Village, y’all.  Everyone talks about it, but good Lord it’s even more important than I first thought.

When I got pregnant with my first daughter, Harper, I jumped hardcore into the mom blogs.  I read all.the.things. about baby gear and baby schedules and mom life. I loved hearing about this part of life from experienced mamas. I loved finding trusted blogs and then being able to rely on them when I had a question about my baby or schedule or product. Or when I just wanted a laugh about this crazy adventure called motherhood.

Then when Harper was 14 months old we found out that I was pregnant with twins.  Yes, twins.  {We thought 2 under 2 sounded fun – joke was on us at that 10 week ultrasound. More on this at a later date…}.

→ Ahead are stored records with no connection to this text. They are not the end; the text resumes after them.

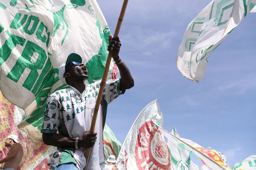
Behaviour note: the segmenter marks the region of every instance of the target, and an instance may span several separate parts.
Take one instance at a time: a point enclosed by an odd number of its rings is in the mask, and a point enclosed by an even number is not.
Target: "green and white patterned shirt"
[[[74,88],[59,90],[48,99],[43,119],[41,133],[59,133],[67,137],[81,136],[90,130],[93,111],[97,99],[100,82],[85,85],[81,94]],[[102,99],[99,107],[95,131],[97,139],[91,149],[87,169],[101,170],[104,167],[103,129],[105,123],[108,105],[125,91],[119,91],[120,79],[109,80],[106,82]],[[84,148],[78,150],[73,147],[58,147],[59,162],[57,164],[73,162],[79,169],[85,166],[83,155]]]

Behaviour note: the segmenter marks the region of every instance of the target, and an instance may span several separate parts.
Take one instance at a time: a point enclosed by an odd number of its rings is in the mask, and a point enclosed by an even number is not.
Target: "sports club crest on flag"
[[[171,156],[158,126],[162,112],[157,100],[140,112],[128,133],[116,160],[119,170],[170,170]]]
[[[156,170],[166,170],[170,167],[170,156],[167,146],[152,121],[145,122],[140,128],[135,156],[140,170],[145,170],[147,165]]]

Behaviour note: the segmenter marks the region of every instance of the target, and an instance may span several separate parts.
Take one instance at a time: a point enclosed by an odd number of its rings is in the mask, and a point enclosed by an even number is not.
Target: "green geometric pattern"
[[[182,74],[195,82],[202,79],[211,52],[256,4],[255,0],[214,0],[208,4],[189,25],[180,46],[176,64]],[[236,24],[227,27],[230,17]]]

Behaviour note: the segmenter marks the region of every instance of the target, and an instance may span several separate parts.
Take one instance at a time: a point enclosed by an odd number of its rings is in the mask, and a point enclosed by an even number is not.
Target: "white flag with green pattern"
[[[175,128],[173,128],[171,133],[178,138],[180,138]],[[168,139],[167,145],[172,158],[172,170],[200,170],[200,168],[190,160],[189,152],[180,147],[178,144],[175,140]]]
[[[177,169],[183,170],[197,170],[198,168],[200,169],[200,168],[197,166],[194,166],[192,168],[188,164],[188,163],[189,162],[188,161],[189,159],[188,157],[186,158],[186,156],[184,156],[184,155],[186,155],[185,153],[186,151],[189,153],[193,153],[200,158],[207,167],[209,167],[212,170],[231,170],[227,167],[218,164],[210,158],[192,146],[191,144],[195,143],[193,141],[180,138],[179,136],[172,134],[161,127],[159,127],[159,129],[162,134],[168,139],[168,147],[169,147],[170,152],[172,155],[172,166],[173,166],[173,164],[174,164]],[[170,144],[171,144],[171,145],[170,145]],[[181,151],[181,152],[180,152],[180,151]],[[183,153],[183,154],[179,155],[181,153]],[[195,165],[192,164],[192,165]],[[172,168],[173,168],[173,167],[172,167]]]
[[[102,77],[110,31],[96,0],[11,0],[0,2],[0,90],[25,110],[19,125],[33,142],[47,97],[67,87],[58,68],[76,53],[90,83]],[[112,76],[111,62],[108,77]]]
[[[204,76],[208,58],[249,12],[256,0],[214,0],[189,24],[177,57],[183,76],[198,82]]]
[[[237,163],[234,166],[233,170],[256,170],[256,155],[250,156],[241,162]]]

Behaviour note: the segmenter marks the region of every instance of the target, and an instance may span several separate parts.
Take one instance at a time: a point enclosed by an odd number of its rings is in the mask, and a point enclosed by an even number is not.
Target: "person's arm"
[[[78,147],[87,148],[93,147],[95,143],[96,135],[96,132],[84,132],[83,136],[78,139]],[[75,147],[76,138],[66,137],[57,133],[43,133],[44,142],[47,145],[56,147]]]
[[[121,45],[119,38],[118,37],[114,37],[112,38],[110,35],[108,39],[109,45],[108,50],[112,51],[112,58],[120,72],[120,90],[122,91],[131,88],[134,86],[134,81],[129,69],[119,57],[119,51]]]
[[[9,161],[15,157],[17,154],[19,150],[20,149],[19,146],[16,144],[14,144],[12,147],[12,152],[9,155],[3,159],[0,160],[0,164]]]

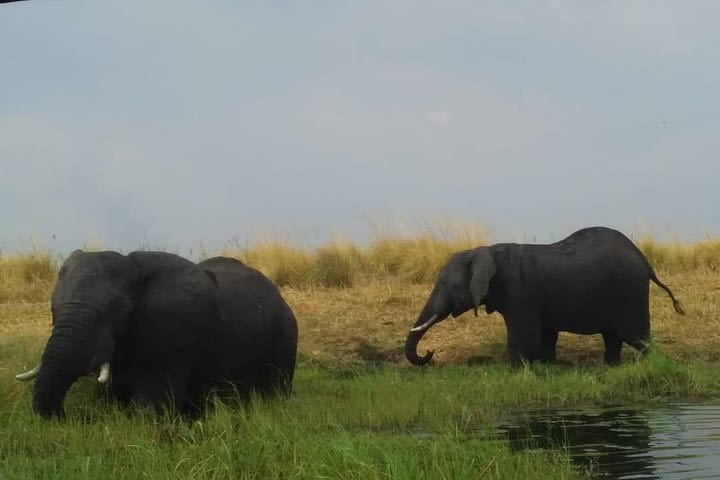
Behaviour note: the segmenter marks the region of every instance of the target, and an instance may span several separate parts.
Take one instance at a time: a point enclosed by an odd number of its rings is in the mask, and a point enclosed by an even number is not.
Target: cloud
[[[425,119],[436,127],[444,127],[450,122],[450,114],[447,112],[427,112]]]

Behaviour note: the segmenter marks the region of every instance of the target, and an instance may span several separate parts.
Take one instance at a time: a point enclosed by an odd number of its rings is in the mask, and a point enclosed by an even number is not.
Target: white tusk
[[[107,382],[108,378],[110,378],[110,364],[108,362],[105,362],[100,365],[100,376],[98,376],[98,383],[105,383]]]
[[[33,368],[32,370],[28,370],[25,373],[18,373],[17,375],[15,375],[15,378],[17,378],[21,382],[27,382],[27,381],[32,380],[33,378],[37,377],[37,374],[39,371],[40,371],[40,365]]]
[[[435,323],[435,320],[437,320],[437,313],[435,315],[433,315],[432,317],[430,317],[430,320],[423,323],[422,325],[411,328],[410,331],[413,333],[424,332],[425,330],[427,330],[428,328],[433,326],[433,323]]]

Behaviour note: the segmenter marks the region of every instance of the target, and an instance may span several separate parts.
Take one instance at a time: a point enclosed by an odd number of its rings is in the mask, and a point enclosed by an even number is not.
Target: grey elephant
[[[578,230],[545,245],[499,243],[457,252],[435,286],[405,342],[414,365],[425,332],[449,315],[485,306],[507,329],[510,360],[553,362],[558,332],[602,335],[604,360],[620,361],[623,342],[646,353],[650,340],[649,283],[665,290],[675,311],[681,303],[658,280],[647,258],[622,233],[606,227]]]
[[[75,380],[98,372],[121,402],[198,414],[208,393],[287,394],[297,322],[278,289],[241,262],[163,252],[73,252],[52,294],[52,334],[33,409],[62,416]]]

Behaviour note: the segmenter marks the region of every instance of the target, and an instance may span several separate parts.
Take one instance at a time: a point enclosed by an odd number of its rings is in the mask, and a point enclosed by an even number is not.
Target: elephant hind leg
[[[602,332],[602,336],[605,342],[605,363],[607,365],[617,365],[620,363],[622,339],[614,332]]]

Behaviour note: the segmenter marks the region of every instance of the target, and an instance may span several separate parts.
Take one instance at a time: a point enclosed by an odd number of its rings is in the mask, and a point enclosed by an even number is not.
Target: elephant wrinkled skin
[[[99,371],[122,404],[199,413],[211,390],[287,394],[297,322],[260,272],[223,257],[195,264],[163,252],[83,252],[63,263],[33,409],[63,415],[75,380]]]

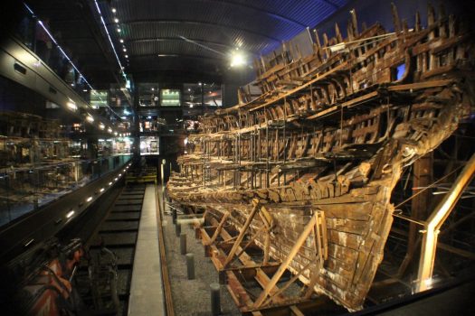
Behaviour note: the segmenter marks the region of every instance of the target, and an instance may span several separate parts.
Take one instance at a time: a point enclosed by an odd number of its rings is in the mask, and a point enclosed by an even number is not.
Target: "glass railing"
[[[125,165],[130,154],[0,169],[0,226]]]

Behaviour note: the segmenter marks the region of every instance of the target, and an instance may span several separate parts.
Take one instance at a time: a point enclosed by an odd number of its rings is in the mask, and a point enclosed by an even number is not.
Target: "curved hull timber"
[[[234,228],[234,244],[215,258],[223,268],[251,242],[263,251],[261,266],[280,265],[255,301],[236,299],[242,311],[278,303],[286,269],[309,289],[302,297],[316,292],[361,309],[403,168],[472,112],[473,42],[463,23],[430,7],[428,26],[417,14],[408,30],[393,14],[394,33],[379,24],[358,33],[352,11],[347,39],[337,25],[335,38],[317,36],[311,56],[256,61],[262,94],[241,89],[239,105],[202,117],[189,136],[190,153],[167,183],[171,200],[205,209],[216,231]]]

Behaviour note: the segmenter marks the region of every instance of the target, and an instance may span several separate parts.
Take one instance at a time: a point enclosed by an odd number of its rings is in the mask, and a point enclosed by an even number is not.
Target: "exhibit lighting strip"
[[[106,31],[106,34],[109,39],[109,42],[110,42],[110,46],[112,47],[112,51],[114,51],[114,55],[116,56],[117,62],[119,62],[119,66],[120,67],[120,72],[122,73],[122,76],[124,77],[124,79],[127,80],[127,76],[124,71],[124,67],[120,63],[120,60],[119,59],[119,55],[117,54],[116,48],[114,47],[114,43],[112,42],[112,39],[110,38],[110,34],[109,33],[109,30],[107,29],[106,22],[104,21],[104,17],[102,16],[102,13],[100,12],[97,0],[94,0],[94,4],[96,5],[96,9],[98,10],[99,16],[100,17],[100,22],[102,23],[102,26],[104,27],[104,30]]]
[[[25,3],[24,3],[24,6],[26,7],[26,9],[32,14],[33,16],[36,16],[36,14],[33,12],[33,10],[28,6],[28,5],[26,5]],[[90,88],[91,90],[93,90],[94,88],[92,88],[92,86],[89,83],[89,81],[86,79],[86,77],[84,77],[82,75],[82,73],[78,70],[78,68],[76,67],[76,65],[74,65],[74,63],[72,62],[72,60],[71,60],[71,58],[66,54],[66,52],[62,50],[62,47],[60,46],[60,44],[58,43],[58,42],[56,42],[56,40],[54,39],[54,37],[52,35],[52,33],[50,33],[50,30],[48,30],[48,28],[46,26],[44,26],[44,24],[43,23],[43,21],[39,20],[38,19],[38,23],[42,26],[42,28],[44,30],[44,32],[48,34],[48,36],[50,37],[50,39],[52,41],[52,42],[54,42],[54,44],[56,45],[56,47],[58,47],[58,49],[60,50],[60,51],[62,53],[62,55],[66,58],[66,60],[68,60],[68,61],[71,64],[71,66],[74,68],[74,70],[76,71],[78,71],[79,75],[84,79],[84,82],[86,82],[86,84],[89,86],[89,88]]]
[[[26,5],[25,3],[24,3],[24,6],[26,7],[26,9],[30,12],[30,14],[32,14],[32,15],[33,17],[36,17],[37,15],[34,14],[34,12],[33,12],[33,10],[28,6],[28,5]],[[41,27],[44,30],[44,32],[48,34],[48,36],[50,37],[50,39],[52,41],[52,42],[56,45],[56,47],[58,48],[58,50],[60,50],[60,51],[62,53],[62,55],[66,58],[66,60],[68,60],[69,63],[71,63],[71,65],[74,68],[74,70],[78,72],[78,74],[84,79],[84,82],[86,82],[86,84],[88,85],[88,87],[90,88],[91,92],[96,94],[97,93],[95,92],[95,89],[89,83],[89,81],[86,79],[86,77],[84,77],[84,75],[78,70],[78,68],[76,67],[76,65],[74,65],[74,63],[72,62],[72,60],[71,60],[71,58],[66,54],[66,52],[64,51],[64,50],[62,49],[62,47],[60,46],[60,44],[58,43],[58,42],[56,42],[56,40],[54,39],[54,37],[52,35],[50,30],[48,30],[48,28],[46,26],[44,26],[44,24],[43,23],[43,21],[38,20],[38,23],[41,25]],[[102,98],[100,98],[100,96],[99,97],[99,98],[100,100],[102,100]],[[72,104],[72,103],[71,103]],[[70,108],[71,107],[74,107],[73,109],[77,109],[77,107],[75,104],[72,104],[70,105],[70,103],[68,103],[68,107]],[[109,108],[110,111],[112,111],[118,117],[119,117],[119,115],[110,107],[108,106],[108,107]]]

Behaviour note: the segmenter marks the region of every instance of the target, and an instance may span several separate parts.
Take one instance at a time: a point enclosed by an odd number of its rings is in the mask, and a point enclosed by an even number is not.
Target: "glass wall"
[[[140,136],[140,155],[159,153],[159,138],[155,136]]]
[[[0,169],[0,226],[125,165],[129,154]]]

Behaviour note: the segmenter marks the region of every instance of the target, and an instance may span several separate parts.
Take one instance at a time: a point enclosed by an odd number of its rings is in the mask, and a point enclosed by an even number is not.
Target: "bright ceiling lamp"
[[[231,53],[231,67],[242,67],[246,64],[246,58],[241,51],[233,51]]]

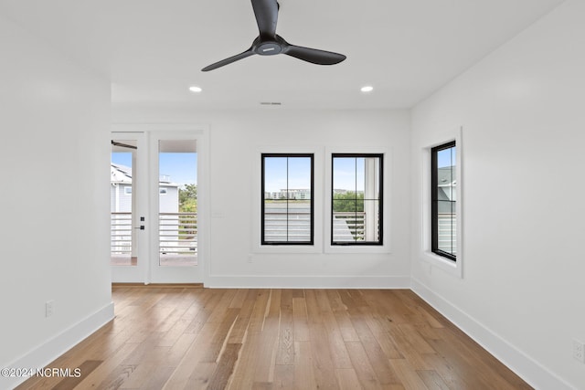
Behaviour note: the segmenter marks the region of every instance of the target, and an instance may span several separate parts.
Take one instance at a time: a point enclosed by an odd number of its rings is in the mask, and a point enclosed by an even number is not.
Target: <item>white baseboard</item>
[[[410,289],[410,276],[209,276],[211,289]]]
[[[2,368],[43,368],[113,319],[113,302],[73,324],[54,338]],[[52,367],[51,367],[52,368]],[[66,367],[74,369],[75,367]],[[12,389],[28,377],[0,377],[0,388]]]
[[[410,289],[534,388],[573,390],[570,385],[554,373],[420,281],[412,279]]]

I have several real-life friends who have twins {and their advice and experience has been life saving and the biggest gift I can ever imagine}, but I loved reading other people’s stories, too.  People I didn’t know but who were going through something I was about to go through and could give me an idea of what my life may {or may not} look like.

All this to say that I found another village through blogs.  My in-person village is absolutely amazing. Supportive and loving and incredibly smart and helpful in all of the most wonderful ways. But sometimes it’s midnight or 3am or 6am and no one is awake or knows that I’m awake and this blog-village is always here.

I have so many ideas for this village on the inter webs.  Stories and experiences and funny moments from myself and so many other amazing mamas that I am blessed to be on this journey with.

I’ve dreamed about writing these things down and putting them out here for others to read {and for me to be able to remember, if we’re being honest}, but I’ve always stopped myself from hitting publish because it wasn’t pretty enough or finished enough and I didn’t have time {which I clearly won’t have for at least 18 years}. But here we go, y’all.

It takes coffee & a village.

And now you have some background on the name of this new baby blog. The village part, at least. I feel like coffee needs no reason or introduction. Because coffee.